You may think that your insurance premium is a fixed cost that you have no control over, but this is not the case. Comparing insurance rates periodically may help you to keep this expense as low as possible. 

Most agencies have websites, like marineagency.com, that make it easy to see what is offered. Remember to carefully choose your coverage to avoid paying more money than necessary on your insurance policies.

Plan Your Meals


Food is a necessary expense, but you may be spending much more than necessary on meals and snacks. Spend a few minutes planning your meals and snacks before you head to the grocery store. 





Pay attention to which meals may provide you with leftovers, and try to estimate the cost of ingredients for different meals. You may find that some of your regular meals cost a fortune compared to other more affordable meals that your family may love. 

You can also plan meals around the specials available at your grocery store each week.
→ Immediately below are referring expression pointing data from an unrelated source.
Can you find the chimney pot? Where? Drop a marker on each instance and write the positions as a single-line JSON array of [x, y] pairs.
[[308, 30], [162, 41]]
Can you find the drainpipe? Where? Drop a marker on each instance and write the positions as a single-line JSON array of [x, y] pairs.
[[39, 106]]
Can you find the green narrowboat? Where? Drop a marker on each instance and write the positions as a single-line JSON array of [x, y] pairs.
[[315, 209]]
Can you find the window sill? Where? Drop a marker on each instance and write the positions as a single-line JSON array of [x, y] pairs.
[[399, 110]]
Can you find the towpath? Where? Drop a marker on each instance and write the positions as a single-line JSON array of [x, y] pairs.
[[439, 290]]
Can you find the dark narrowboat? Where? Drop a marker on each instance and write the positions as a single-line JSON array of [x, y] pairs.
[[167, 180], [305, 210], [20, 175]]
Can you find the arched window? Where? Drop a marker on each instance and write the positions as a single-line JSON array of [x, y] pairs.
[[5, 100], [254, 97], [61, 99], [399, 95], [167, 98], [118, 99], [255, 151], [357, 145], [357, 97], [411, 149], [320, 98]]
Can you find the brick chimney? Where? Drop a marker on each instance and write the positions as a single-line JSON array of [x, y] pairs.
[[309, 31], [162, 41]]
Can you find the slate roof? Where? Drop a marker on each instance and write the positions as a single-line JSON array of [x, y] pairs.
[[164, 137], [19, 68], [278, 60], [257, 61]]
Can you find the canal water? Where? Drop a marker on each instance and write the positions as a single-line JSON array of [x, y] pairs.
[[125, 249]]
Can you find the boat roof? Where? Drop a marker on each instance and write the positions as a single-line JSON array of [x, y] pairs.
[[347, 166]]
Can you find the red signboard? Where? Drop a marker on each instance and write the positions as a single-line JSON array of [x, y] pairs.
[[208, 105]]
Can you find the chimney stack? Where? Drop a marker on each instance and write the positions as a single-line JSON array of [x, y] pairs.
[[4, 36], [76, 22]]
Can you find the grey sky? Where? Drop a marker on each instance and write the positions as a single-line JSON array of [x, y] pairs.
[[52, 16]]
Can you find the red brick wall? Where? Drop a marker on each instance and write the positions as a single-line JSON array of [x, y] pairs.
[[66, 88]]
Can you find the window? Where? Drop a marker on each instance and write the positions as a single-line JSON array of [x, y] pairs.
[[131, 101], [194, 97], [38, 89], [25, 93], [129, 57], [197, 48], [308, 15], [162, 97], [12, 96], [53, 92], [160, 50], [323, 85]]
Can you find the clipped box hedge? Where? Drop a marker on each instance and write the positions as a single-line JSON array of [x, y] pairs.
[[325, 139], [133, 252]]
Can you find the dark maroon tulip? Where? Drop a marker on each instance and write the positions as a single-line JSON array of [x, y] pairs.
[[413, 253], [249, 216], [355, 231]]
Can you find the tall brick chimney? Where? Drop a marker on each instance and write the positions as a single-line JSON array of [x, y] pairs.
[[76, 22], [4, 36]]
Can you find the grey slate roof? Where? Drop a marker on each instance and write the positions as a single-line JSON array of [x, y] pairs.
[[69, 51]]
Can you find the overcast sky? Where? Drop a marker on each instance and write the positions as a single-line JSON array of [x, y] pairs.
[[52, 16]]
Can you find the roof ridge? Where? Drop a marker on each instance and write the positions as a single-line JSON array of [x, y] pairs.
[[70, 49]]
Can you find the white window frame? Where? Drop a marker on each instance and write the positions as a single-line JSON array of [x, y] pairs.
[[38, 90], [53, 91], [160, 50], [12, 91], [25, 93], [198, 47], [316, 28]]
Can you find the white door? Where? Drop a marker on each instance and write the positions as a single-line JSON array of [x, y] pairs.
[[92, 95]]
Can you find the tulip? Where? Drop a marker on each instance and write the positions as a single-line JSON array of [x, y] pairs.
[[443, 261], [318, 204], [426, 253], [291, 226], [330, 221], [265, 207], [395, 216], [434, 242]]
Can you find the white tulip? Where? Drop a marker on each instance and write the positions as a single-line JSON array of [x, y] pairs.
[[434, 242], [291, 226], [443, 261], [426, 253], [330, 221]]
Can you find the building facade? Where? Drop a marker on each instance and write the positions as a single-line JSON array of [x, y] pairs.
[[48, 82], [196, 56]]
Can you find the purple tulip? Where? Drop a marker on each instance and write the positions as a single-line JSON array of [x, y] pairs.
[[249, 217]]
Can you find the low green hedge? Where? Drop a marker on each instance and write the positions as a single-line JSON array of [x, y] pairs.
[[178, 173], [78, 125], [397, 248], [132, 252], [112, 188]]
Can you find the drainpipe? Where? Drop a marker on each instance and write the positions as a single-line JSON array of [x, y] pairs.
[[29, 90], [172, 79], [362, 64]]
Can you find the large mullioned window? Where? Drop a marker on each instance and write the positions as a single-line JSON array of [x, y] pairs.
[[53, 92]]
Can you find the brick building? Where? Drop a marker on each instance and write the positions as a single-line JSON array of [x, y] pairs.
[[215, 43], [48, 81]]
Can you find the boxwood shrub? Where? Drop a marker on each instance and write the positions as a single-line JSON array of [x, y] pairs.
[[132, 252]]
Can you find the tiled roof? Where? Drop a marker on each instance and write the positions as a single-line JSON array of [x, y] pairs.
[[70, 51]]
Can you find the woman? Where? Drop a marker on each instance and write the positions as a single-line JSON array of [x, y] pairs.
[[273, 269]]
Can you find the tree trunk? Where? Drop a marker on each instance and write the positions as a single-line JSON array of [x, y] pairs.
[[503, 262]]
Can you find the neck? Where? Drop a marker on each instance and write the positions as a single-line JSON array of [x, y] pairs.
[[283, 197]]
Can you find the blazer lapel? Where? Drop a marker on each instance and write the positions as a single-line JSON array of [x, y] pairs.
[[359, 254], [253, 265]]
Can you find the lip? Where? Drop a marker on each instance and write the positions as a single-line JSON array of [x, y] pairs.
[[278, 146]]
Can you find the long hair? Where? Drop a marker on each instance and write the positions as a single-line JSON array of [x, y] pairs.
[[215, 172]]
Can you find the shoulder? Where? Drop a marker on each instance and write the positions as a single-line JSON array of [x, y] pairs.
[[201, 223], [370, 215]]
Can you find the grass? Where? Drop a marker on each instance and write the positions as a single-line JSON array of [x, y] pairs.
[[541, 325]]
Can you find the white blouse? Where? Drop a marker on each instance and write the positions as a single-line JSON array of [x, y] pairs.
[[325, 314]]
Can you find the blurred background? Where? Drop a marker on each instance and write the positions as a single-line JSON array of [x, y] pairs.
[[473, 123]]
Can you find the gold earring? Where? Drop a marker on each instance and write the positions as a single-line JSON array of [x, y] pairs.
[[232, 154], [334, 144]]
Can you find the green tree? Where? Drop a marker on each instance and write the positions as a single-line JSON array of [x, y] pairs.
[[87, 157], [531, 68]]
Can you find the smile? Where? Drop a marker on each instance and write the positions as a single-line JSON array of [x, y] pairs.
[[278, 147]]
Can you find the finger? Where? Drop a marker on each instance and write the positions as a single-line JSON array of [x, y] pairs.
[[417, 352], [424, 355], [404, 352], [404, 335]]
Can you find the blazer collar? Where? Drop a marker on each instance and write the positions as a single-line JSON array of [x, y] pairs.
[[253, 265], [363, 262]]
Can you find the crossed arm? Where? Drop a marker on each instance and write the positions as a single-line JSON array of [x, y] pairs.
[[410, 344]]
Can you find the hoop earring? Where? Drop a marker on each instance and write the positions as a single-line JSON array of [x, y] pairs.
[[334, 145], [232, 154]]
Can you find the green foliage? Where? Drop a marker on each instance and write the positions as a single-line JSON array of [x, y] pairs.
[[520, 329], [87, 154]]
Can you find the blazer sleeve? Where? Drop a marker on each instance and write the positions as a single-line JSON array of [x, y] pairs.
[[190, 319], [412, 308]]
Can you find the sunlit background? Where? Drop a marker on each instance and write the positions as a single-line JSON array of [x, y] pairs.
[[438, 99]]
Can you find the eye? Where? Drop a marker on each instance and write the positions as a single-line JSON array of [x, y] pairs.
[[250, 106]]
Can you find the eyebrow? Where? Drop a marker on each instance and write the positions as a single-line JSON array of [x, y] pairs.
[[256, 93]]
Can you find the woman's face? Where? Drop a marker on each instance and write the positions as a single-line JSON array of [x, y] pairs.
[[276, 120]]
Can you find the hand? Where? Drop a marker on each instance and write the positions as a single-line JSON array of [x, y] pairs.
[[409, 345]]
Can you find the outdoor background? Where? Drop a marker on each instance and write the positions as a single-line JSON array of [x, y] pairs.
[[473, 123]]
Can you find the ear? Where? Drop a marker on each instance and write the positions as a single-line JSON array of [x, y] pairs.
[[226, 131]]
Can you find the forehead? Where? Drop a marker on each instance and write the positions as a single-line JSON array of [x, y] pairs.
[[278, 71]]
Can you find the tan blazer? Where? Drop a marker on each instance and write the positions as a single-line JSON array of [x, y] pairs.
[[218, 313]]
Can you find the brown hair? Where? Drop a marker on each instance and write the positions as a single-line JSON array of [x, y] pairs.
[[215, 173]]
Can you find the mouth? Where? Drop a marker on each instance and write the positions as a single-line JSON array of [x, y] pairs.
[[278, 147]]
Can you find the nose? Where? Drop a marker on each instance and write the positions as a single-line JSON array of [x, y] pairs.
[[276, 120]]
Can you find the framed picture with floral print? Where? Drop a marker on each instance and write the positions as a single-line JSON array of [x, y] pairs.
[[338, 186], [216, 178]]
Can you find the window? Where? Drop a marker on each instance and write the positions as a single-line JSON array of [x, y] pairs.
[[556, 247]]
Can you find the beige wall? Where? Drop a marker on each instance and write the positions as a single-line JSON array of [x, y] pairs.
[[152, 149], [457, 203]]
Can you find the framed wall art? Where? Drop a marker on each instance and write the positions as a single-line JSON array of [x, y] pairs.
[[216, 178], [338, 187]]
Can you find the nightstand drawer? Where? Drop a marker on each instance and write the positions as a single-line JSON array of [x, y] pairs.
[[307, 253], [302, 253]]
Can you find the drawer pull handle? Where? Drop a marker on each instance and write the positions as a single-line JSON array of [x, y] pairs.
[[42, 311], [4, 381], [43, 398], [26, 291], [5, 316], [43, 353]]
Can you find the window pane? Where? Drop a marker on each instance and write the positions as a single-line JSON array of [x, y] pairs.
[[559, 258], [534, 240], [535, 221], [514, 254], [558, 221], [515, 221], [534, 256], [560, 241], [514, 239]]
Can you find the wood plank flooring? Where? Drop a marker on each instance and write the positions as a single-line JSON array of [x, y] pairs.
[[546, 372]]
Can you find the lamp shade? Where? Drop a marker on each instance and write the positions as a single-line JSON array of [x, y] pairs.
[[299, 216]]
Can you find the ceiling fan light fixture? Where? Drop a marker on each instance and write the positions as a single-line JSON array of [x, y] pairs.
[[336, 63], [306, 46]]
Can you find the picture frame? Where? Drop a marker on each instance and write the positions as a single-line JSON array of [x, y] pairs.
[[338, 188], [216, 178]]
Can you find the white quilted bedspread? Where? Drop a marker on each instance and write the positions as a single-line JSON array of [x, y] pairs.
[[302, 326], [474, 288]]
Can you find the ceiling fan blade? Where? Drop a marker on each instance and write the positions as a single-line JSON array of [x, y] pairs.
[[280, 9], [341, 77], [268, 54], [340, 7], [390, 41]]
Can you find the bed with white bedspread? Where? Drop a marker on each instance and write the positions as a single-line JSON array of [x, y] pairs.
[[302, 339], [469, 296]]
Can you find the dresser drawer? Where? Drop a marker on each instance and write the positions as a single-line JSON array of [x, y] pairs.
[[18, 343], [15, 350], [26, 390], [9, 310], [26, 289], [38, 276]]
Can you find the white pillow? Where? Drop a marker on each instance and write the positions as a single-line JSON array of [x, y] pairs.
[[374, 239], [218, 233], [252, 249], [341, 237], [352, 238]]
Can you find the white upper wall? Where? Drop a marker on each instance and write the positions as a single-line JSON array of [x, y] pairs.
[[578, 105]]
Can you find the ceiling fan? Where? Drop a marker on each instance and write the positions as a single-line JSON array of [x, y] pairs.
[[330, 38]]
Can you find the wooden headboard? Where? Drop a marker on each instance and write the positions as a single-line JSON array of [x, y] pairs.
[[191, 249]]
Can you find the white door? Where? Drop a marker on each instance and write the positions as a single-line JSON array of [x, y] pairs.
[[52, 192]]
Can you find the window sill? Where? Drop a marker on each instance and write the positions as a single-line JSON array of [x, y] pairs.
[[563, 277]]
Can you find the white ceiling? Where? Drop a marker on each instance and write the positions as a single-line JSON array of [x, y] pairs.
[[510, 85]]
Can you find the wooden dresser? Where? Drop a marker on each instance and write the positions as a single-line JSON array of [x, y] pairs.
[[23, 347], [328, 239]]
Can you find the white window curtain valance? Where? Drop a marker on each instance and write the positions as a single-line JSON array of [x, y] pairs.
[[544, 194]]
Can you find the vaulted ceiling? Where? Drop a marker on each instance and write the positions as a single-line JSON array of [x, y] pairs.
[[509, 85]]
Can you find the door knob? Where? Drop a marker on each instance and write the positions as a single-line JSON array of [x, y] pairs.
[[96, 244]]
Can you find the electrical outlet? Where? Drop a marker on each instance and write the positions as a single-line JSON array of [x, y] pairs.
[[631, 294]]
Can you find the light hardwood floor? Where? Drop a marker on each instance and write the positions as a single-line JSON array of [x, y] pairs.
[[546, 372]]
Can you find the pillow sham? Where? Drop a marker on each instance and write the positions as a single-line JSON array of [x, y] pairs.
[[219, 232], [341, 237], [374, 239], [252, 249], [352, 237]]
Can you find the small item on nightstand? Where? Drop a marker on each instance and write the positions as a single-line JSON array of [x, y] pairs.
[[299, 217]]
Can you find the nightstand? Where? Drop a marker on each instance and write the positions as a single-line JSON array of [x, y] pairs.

Choose Alternative Transportation Methods


You understandably need to travel to and from work regularly, but you may be spending an excessive amount on transportation. If you are like many others, you may commute dozens of miles to and from work daily, and you may drive alone in your vehicle. 


Consider taking a commuter train or subway, if available. An alternative is to create a carpool to conserve gas. You may also downsize to a smaller and more fuel-efficient vehicle that also has a more affordable auto loan payment. 

Again, this calls for an evaluation of your insurance. You can search Google with local terms like “New Jersey personal insurance” and find what will work best for you in your area.

These are expenses that you may have previously believed are relatively fixed in your budget, but now you can see that you may be able to cut back in these areas. 


In fact, by following these tips, you may be able to save hundreds of dollars each month. This is a substantial amount of money that can be used for debt reduction, savings or other important purposes.